Objective
A neuroprosthesis using a brain-machine interface (BMI) is a promising therapeutic option for severely paralyzed patients, but the ability to control it may vary among individual patients and needs to be evaluated before any invasive procedure is undertaken. We have developed a neuroprosthetic hand that can be controlled by magnetoencephalographic (MEG) signals to noninvasively evaluate subjects' ability to control a neuroprosthesis.
Method
Six nonparalyzed subjects performed grasping or opening movements of their right hand while the slow components of the MEG signals (SMFs) were recorded in an open-loop condition. The SMFs were used to train two decoders to infer the timing and types of movement by support vector machine and Gaussian process regression.
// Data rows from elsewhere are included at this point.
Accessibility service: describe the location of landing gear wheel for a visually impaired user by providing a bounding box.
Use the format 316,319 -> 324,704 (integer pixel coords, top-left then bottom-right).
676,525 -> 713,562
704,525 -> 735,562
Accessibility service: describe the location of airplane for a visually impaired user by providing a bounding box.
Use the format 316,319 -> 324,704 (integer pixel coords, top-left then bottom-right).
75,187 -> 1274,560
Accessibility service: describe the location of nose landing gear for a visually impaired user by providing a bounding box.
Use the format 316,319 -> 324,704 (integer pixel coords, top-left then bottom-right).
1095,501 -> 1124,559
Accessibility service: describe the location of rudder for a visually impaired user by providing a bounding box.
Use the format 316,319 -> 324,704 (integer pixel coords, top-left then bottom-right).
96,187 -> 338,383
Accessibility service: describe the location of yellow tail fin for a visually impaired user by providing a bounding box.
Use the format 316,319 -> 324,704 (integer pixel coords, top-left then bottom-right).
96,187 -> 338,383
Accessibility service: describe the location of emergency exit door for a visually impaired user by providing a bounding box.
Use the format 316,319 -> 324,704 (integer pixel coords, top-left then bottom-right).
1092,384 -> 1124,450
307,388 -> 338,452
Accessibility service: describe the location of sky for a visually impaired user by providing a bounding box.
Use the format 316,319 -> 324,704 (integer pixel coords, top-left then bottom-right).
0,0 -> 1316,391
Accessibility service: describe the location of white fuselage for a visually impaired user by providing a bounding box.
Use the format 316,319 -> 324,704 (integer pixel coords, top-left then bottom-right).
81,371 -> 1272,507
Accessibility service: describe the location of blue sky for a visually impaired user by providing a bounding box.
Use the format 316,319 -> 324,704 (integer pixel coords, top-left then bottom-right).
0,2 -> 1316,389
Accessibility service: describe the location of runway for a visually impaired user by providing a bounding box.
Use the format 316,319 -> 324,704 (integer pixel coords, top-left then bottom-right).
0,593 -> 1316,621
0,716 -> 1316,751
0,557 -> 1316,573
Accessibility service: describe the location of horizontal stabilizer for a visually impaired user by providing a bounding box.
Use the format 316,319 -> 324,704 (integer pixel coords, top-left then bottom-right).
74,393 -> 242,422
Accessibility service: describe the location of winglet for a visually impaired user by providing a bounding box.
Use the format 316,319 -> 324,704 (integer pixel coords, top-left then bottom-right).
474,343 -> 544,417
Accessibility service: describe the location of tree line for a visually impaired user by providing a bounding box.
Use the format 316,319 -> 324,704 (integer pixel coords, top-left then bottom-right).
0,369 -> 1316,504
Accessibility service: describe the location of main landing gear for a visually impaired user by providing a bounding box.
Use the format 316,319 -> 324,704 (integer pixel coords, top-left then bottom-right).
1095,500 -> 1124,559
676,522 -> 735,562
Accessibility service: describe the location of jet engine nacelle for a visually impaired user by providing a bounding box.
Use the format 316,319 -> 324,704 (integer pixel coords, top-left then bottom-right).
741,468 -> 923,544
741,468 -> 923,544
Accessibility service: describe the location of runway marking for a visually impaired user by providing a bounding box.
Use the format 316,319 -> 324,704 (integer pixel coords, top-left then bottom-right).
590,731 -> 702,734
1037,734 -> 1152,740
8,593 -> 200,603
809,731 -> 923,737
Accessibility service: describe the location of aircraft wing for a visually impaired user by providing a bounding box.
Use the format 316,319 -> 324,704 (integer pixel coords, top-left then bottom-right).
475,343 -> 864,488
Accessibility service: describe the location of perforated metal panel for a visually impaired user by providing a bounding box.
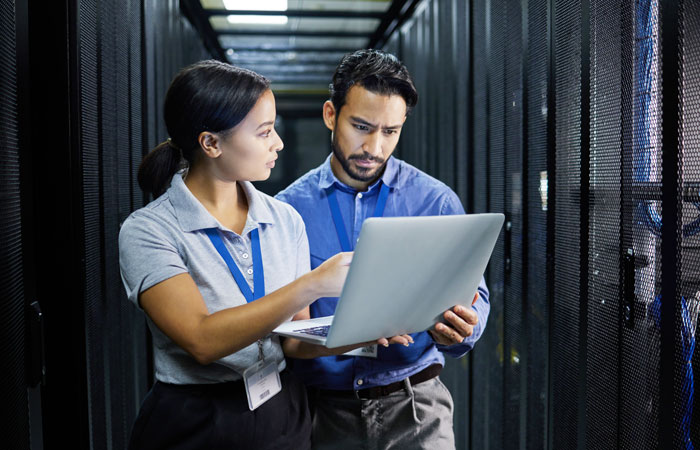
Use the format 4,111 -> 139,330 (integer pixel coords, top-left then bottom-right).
504,2 -> 527,449
585,1 -> 631,448
78,0 -> 211,448
674,1 -> 700,448
524,0 -> 550,450
550,0 -> 585,448
0,1 -> 29,448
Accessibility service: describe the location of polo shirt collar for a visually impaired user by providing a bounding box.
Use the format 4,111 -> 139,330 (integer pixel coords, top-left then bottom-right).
318,153 -> 400,191
167,172 -> 274,234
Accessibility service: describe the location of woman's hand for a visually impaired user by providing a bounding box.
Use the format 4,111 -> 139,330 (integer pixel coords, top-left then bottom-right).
310,252 -> 353,297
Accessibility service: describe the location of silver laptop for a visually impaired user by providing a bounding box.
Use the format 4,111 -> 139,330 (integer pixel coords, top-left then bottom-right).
273,214 -> 504,348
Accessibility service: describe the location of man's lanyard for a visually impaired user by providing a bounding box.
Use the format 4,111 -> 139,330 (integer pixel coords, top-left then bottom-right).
204,228 -> 265,303
327,183 -> 389,252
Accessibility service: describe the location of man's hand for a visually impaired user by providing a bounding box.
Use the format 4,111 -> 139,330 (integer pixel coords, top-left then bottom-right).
428,293 -> 479,345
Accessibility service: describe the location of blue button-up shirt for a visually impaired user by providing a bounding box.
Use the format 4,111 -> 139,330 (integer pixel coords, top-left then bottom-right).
276,156 -> 490,390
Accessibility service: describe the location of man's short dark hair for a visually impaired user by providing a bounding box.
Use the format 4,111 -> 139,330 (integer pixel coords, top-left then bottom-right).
330,49 -> 418,115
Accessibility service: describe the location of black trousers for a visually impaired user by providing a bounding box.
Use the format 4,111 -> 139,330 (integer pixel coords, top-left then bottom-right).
129,370 -> 311,450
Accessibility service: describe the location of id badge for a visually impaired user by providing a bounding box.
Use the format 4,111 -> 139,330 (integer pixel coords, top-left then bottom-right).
243,360 -> 282,411
344,344 -> 377,358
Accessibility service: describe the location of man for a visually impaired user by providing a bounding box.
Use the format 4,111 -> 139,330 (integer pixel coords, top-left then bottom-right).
277,50 -> 490,449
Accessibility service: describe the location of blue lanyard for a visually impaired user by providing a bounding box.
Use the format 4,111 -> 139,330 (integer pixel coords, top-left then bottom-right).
327,183 -> 389,252
204,228 -> 265,303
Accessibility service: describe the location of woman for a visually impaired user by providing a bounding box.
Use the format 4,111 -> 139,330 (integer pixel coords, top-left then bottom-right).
119,61 -> 404,450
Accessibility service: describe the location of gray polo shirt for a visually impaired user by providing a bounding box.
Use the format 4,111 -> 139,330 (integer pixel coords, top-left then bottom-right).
119,173 -> 310,384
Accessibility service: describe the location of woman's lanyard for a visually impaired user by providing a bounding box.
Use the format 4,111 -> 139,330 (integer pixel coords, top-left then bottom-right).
204,228 -> 265,303
327,183 -> 389,252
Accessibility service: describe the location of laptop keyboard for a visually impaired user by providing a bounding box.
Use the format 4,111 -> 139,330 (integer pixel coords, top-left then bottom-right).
294,325 -> 331,337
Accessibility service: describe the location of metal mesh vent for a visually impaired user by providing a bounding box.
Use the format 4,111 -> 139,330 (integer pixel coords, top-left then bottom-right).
0,1 -> 29,448
586,1 -> 630,449
524,0 -> 550,450
550,0 -> 582,448
673,1 -> 700,448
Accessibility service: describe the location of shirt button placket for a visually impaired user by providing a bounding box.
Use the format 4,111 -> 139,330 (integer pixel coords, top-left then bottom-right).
352,192 -> 365,243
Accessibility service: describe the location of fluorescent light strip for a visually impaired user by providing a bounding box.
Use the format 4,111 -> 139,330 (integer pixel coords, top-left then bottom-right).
223,0 -> 287,11
227,14 -> 288,25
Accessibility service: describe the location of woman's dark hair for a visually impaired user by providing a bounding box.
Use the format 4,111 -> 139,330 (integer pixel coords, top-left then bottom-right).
138,60 -> 270,197
330,49 -> 418,114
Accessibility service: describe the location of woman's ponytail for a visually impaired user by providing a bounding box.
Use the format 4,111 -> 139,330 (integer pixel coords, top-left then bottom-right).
137,139 -> 183,198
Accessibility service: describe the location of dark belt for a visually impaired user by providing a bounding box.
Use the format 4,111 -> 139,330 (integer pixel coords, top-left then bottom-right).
317,364 -> 442,400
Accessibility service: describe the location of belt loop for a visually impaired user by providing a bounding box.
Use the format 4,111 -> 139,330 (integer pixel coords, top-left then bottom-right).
403,377 -> 413,397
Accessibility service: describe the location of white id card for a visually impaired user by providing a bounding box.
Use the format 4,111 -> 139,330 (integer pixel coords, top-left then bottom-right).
243,360 -> 282,411
343,344 -> 377,358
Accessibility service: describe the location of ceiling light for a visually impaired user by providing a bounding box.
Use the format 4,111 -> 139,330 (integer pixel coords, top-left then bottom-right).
227,15 -> 287,25
223,0 -> 287,11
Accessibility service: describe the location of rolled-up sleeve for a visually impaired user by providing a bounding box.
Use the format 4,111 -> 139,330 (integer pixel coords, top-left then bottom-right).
119,215 -> 188,308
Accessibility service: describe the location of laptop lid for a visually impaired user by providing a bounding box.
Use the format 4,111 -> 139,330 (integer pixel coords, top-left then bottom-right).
275,214 -> 504,347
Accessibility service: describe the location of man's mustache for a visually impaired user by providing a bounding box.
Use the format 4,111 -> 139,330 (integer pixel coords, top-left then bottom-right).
348,152 -> 384,164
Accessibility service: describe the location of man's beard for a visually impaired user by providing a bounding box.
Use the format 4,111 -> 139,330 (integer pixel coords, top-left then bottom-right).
331,133 -> 386,182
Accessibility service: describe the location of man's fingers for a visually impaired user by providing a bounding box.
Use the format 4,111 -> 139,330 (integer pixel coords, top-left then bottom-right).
389,334 -> 413,347
452,305 -> 479,325
435,323 -> 471,344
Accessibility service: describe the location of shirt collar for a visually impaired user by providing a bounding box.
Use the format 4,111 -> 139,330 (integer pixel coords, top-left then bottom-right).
167,172 -> 274,234
318,153 -> 399,191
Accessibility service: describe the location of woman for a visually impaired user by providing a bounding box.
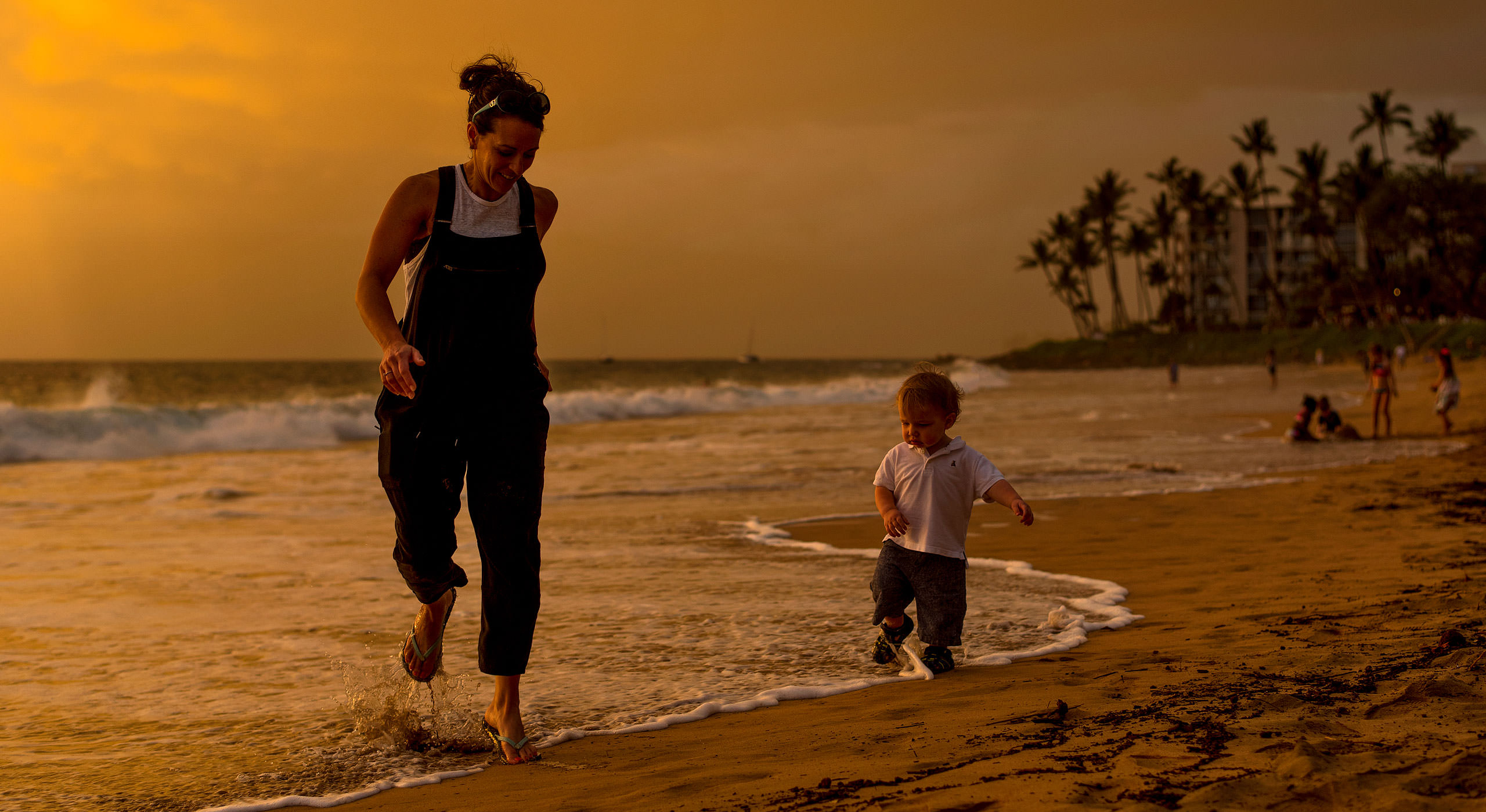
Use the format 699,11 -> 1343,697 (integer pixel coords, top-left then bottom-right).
356,55 -> 557,764
1367,344 -> 1398,440
1430,347 -> 1460,437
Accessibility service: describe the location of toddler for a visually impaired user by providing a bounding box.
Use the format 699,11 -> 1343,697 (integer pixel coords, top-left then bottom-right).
872,363 -> 1033,674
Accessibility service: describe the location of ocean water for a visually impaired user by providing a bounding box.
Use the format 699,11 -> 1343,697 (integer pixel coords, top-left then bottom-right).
0,362 -> 1453,810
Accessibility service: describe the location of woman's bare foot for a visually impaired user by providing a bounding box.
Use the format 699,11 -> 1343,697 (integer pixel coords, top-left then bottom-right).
485,674 -> 539,764
403,589 -> 455,681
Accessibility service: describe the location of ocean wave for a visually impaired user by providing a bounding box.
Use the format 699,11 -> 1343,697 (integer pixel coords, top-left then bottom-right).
0,362 -> 1008,463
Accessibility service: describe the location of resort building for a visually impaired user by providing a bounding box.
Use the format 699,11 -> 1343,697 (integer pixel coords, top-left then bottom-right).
1181,205 -> 1364,327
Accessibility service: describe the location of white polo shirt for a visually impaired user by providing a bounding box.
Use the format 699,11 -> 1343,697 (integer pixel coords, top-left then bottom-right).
872,437 -> 1006,558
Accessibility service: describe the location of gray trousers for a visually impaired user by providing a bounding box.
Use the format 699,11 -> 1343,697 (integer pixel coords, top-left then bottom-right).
872,540 -> 966,645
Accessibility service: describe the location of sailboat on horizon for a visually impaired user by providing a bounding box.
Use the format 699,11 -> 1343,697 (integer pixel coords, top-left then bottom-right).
738,321 -> 761,365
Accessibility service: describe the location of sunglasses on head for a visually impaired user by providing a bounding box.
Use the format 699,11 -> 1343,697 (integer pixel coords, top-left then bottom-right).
470,91 -> 553,121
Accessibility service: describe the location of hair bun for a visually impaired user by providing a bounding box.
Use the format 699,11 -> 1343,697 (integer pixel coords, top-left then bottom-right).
459,53 -> 542,134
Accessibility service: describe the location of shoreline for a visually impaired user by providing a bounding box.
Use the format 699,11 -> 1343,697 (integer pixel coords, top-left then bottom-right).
334,410 -> 1486,810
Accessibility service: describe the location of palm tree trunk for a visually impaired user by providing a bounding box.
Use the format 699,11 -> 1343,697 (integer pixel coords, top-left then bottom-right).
1244,154 -> 1289,327
1132,254 -> 1152,321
The SMFs were also used to calculate estimated slow cortical potentials (eSCPs) to identify the origin of motor information. Finally, using the trained decoders, the subjects controlled a neuroprosthetic hand in a closed-loop condition.
Results
The SMFs in the open-loop condition revealed movement-related cortical field characteristics and successfully inferred the movement type with an accuracy of 75.0 +/- 12.9% (mean +/- SD). In particular, the eSCPs in the sensorimotor cortex contralateral to the moved hand varied significantly enough among the movement types to be decoded with an accuracy of 76.5 +/- 10.6%, which was significantly higher than the accuracy associated with eSCPs in the ipsilateral sensorimotor cortex (58.1 +/- 13.7%; p = 0.0072, paired two-tailed Student's t-test). Moreover, another decoder using SMFs successfully inferred when the accuracy was the greatest. Combining these two decoders allowed the neuroprosthetic hand to be controlled in a closed-loop condition.
Conclusions
Use of real-time MEG signals was shown to successfully control the neuroprosthetic hand. The developed system may be useful for evaluating movement-related slow cortical potentials of severely paralyzed patients to predict the efficacy of invasive BMI.